New programming language delivers fourfold speedups on problems common in the age of big data
In today’s computer chips, memory management is based on what computer scientists call the principle of locality: If a program needs a chunk of data stored at some memory location, it probably needs the neighboring chunks as well.
But that assumption breaks down in the age of big data, now that computer programs more frequently act on just a few data items scattered arbitrarily across huge data sets. Since fetching data from their main memory banks is the major performance bottleneck in today’s chips, having to fetch it more frequently can dramatically slow program execution.
This week, at the International Conference on Parallel Architectures and Compilation Techniques, researchers from MIT’s Computer Science and Artificial Intelligence Laboratory (CSAIL) are presenting a new programming language, called Milk, that lets application developers manage memory more efficiently in programs that deal with scattered data points in large data sets.
In tests on several common algorithms, programs written in the new language were four times as fast as those written in existing languages.
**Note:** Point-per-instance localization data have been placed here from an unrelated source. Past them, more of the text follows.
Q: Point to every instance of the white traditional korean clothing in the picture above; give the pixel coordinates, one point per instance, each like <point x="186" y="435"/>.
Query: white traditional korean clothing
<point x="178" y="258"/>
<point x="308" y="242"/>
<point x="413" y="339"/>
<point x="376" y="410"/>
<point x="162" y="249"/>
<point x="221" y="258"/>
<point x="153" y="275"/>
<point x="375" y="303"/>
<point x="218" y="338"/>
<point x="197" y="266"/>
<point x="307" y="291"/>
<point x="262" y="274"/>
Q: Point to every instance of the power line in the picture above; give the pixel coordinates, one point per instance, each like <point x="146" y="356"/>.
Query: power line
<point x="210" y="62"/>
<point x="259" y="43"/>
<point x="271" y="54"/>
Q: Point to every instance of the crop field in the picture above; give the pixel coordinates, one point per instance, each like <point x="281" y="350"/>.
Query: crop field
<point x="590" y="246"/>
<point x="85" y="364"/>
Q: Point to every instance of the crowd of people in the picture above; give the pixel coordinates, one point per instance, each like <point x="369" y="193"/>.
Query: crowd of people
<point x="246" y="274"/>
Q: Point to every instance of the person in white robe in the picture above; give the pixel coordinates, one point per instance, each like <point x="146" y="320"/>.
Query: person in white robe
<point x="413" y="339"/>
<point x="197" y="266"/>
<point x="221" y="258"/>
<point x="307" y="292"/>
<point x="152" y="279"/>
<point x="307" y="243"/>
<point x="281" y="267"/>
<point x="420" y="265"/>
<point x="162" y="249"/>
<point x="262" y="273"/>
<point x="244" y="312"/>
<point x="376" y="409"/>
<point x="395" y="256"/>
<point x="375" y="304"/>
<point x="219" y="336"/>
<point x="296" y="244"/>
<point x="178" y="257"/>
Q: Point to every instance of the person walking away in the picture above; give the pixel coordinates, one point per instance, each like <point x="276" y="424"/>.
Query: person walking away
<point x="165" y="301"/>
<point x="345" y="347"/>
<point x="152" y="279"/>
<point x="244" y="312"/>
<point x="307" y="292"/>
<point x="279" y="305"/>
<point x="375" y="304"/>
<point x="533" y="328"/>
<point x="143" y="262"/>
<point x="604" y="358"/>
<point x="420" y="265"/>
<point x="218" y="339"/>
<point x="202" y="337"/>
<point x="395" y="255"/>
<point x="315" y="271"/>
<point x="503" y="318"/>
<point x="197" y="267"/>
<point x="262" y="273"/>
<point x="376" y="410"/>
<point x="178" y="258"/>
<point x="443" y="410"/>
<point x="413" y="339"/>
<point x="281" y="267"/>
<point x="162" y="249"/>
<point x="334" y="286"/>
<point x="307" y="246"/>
But the researchers believe that further work will yield even larger gains.
The reason that today’s big data sets pose problems for existing memory management techniques, explains Saman Amarasinghe, a professor of electrical engineering and computer science, is not so much that they are large as that they are what computer scientists call “sparse.” That is, with big data, the scale of the solution does not necessarily increase proportionally with the scale of the problem.
“In social settings, we used to look at smaller problems,” Amarasinghe says. “If you look at the people in this [CSAIL] building, we’re all connected. But if you look at the planet scale, I don’t scale my number of friends. The planet has billions of people, but I still have only hundreds of friends. Suddenly you have a very sparse problem.”
Similarly, Amarasinghe says, an online bookseller with, say, 1,000 customers might like to provide its visitors with a list of its 20 most popular books. It doesn’t follow, however, that an online bookseller with a million customers would want to provide its visitors with a list of its ,000 most popular books.
Thinking locally
Today’s computer chips are not optimized for sparse data—in fact, the reverse is true. Because fetching data from the chip’s main memory bank is slow, every core, or processor, in a modern chip has its own “cache,” a relatively small, local, high-speed memory bank. Rather than fetching a single data item at a time from main memory, a core will fetch an entire block of data. And that block is selected according to the principle of locality.
It’s easy to see how the principle of locality works with, say, image processing. If the purpose of a program is to apply a visual filter to an image, and it works on one block of the image at a time, then when a core requests a block, it should receive all the adjacent blocks its cache can hold, so that it can grind away on block after block without fetching any more data.
But that approach doesn’t work if the algorithm is interested in only 20 books out of the 2 million in an online retailer’s database. If it requests the data associated with one book, it’s likely that the data associated with the 100 adjacent books will be irrelevant.
Going to main memory for a single data item at a time is woefully inefficient. “It’s as if, every time you want a spoonful of cereal, you open the fridge, open the milk carton, pour a spoonful of milk, close the carton, and put it back in the fridge,” says Vladimir Kiriansky, a PhD student in electrical engineering and computer science and first author on the new paper. He’s joined by Amarasinghe and Yunming Zhang, also a PhD student in electrical engineering and computer science.
Batch processing
Milk simply adds a few commands to OpenMP, an extension of languages such as C and Fortran that makes it easier to write code for multicore processors. With Milk, a programmer inserts a couple additional lines of code around any instruction that iterates through a large data collection looking for a comparatively small number of items. Milk’s compiler—the program that converts high-level code into low-level instructions—then figures out how to manage memory accordingly.
With a Milk program, when a core discovers that it needs a piece of data, it doesn’t request it—and a cacheful of adjacent data—from main memory. Instead, it adds the data item’s address to a list of locally stored addresses. When the list is long enough, all the chip’s cores pool their lists, group together those addresses that are near each other, and redistribute them to the cores. That way, each core requests only data items that it knows it needs and that can be retrieved efficiently.
That’s the high-level description, but the details get more complicated. In fact, most modern computer chips have several different levels of caches, each one larger but also slightly less efficient than the last. The Milk compiler has to keep track of not only a list of memory addresses but also the data stored at those addresses, and it regularly shuffles both around between cache levels. It also has to decide which addresses should be retained because they might be accessed again, and which to discard. Improving the algorithm that choreographs this intricate data ballet is where the researchers see hope for further performance gains.
“Many important applications today are data-intensive, but unfortunately, the growing gap in performance between memory and CPU means they do not fully utilize current hardware,” says Matei Zaharia, an assistant professor of computer science at Stanford University. “Milk helps to address this gap by optimizing memory access in common programming constructs. The work combines detailed knowledge about the design of memory controllers with knowledge about compilers to implement good optimizations for current hardware.”